The giants rumbled and bellowed, but they didn’t walk away … and I took it as a good sign, two hours later, when the Big One’s closest neighbour lifted up his great beard in response to my latest dry, hacking cough. A stream of cool, melted ice trickled down into my mouth a moment later.
I’d never in my life hoped to drink an ice giant’s beard water. But my throat was in such dire straits by then that I swallowed down the cold, bitter stream with gratitude, tipping my head back to catch it all before I moved on to the next stage of my logical argument.
The Sofia I’d been a month earlier would have been horrified to find me here, dirty and rumpled, wearing multiple layers of stolen clothing and arguing with terrifying giants hundreds of miles away from the safety of my bedroom. I hadn’t even tasted a sip of hot chocolate in weeks!
For the first time ever, though, I was filled with the glowing certainty that I was exactly where I belonged and doing what I had been born to do.
It felt utterly exhilarating.
Almost four hours after we’d begun, the Big One sighed heavily and shook his head, circling back once more to the main point that I’d driven all along. ‘They will never stop coming? Even though they’d all die?’
‘Never,’ I said firmly.
‘Trust her!’ said Fedolia. ‘She’s an expert on human stubbornness. Just look at her now!’
I was too tired to even frown at her by that point. I kept my weary gaze fixed on the blue-flame eyes of the Big One. ‘Whether you freeze thousands and thousands of soldiers or you kill them all, is that really what you want for your territory? A land littered with thousands of human bodies?’
The blue heart in my lap pulsed in time with my heartbeat as I waited for his answer.

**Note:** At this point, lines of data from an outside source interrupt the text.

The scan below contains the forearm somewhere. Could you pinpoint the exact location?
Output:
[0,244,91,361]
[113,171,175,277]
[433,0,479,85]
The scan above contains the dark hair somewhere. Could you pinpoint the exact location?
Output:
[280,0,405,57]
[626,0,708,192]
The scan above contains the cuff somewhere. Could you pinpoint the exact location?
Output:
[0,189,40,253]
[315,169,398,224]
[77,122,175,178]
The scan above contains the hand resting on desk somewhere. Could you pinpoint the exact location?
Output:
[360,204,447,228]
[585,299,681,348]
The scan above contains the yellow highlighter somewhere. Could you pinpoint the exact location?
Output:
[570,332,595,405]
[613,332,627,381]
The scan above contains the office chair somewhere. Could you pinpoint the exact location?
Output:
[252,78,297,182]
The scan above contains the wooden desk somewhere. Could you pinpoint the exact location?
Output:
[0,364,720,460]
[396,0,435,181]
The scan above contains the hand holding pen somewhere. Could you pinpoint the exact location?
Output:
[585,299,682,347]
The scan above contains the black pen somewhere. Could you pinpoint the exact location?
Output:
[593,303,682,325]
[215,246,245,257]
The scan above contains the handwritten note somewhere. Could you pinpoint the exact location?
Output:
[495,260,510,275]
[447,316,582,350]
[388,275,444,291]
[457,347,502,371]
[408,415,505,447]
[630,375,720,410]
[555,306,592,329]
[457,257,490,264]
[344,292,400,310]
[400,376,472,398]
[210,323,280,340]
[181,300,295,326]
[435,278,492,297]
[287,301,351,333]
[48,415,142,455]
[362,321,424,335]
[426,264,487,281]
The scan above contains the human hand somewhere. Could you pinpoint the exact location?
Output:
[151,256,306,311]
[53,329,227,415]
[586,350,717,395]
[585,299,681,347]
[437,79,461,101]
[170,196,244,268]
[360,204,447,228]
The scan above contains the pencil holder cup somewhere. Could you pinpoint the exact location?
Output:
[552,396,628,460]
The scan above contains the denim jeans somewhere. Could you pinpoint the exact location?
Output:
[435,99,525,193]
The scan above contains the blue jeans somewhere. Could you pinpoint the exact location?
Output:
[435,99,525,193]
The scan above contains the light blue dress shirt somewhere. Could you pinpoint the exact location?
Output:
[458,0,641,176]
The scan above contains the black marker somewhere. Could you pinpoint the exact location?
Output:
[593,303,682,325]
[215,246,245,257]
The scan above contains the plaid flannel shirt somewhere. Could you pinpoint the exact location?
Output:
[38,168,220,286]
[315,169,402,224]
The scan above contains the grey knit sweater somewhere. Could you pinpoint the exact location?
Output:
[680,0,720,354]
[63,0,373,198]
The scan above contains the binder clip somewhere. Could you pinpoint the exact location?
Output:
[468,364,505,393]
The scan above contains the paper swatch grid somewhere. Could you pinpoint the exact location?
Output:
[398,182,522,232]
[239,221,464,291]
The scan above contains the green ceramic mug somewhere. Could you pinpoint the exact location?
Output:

‘Kobolds say,’ said the Big One at last, ‘Humans are coming anyway. New machines from their exhibition want to tear and change our land forever!’
‘I know what your spies in Villenne told you,’ I snapped, ‘but can’t you see? Now’s your chance to change that balance of power for good! The king of Valmarna only wanted to prove himself to the world by conquering the elements and creating new settlements here. But just think: what’s even stronger than the elements? You are! You control the elements, for goodness sake.’
I waved at the magically icy landscape. ‘Valmarna and the other kingdoms will never stop attacking if you make them look weak to the world. But if you make them look strong instead –’
‘We’re not giving up our land!’ Flames blazed in the Big One’s eyes.
Jasper rumbled with reluctant sympathy.
‘I told you they’d never go for it,’ chirped Fedolia.
‘They don’t have to.’ I smiled fiercely at the Big One. ‘I have a plan that will work for all of us,’ I told him, ‘but we’ll have to melt my sister first.’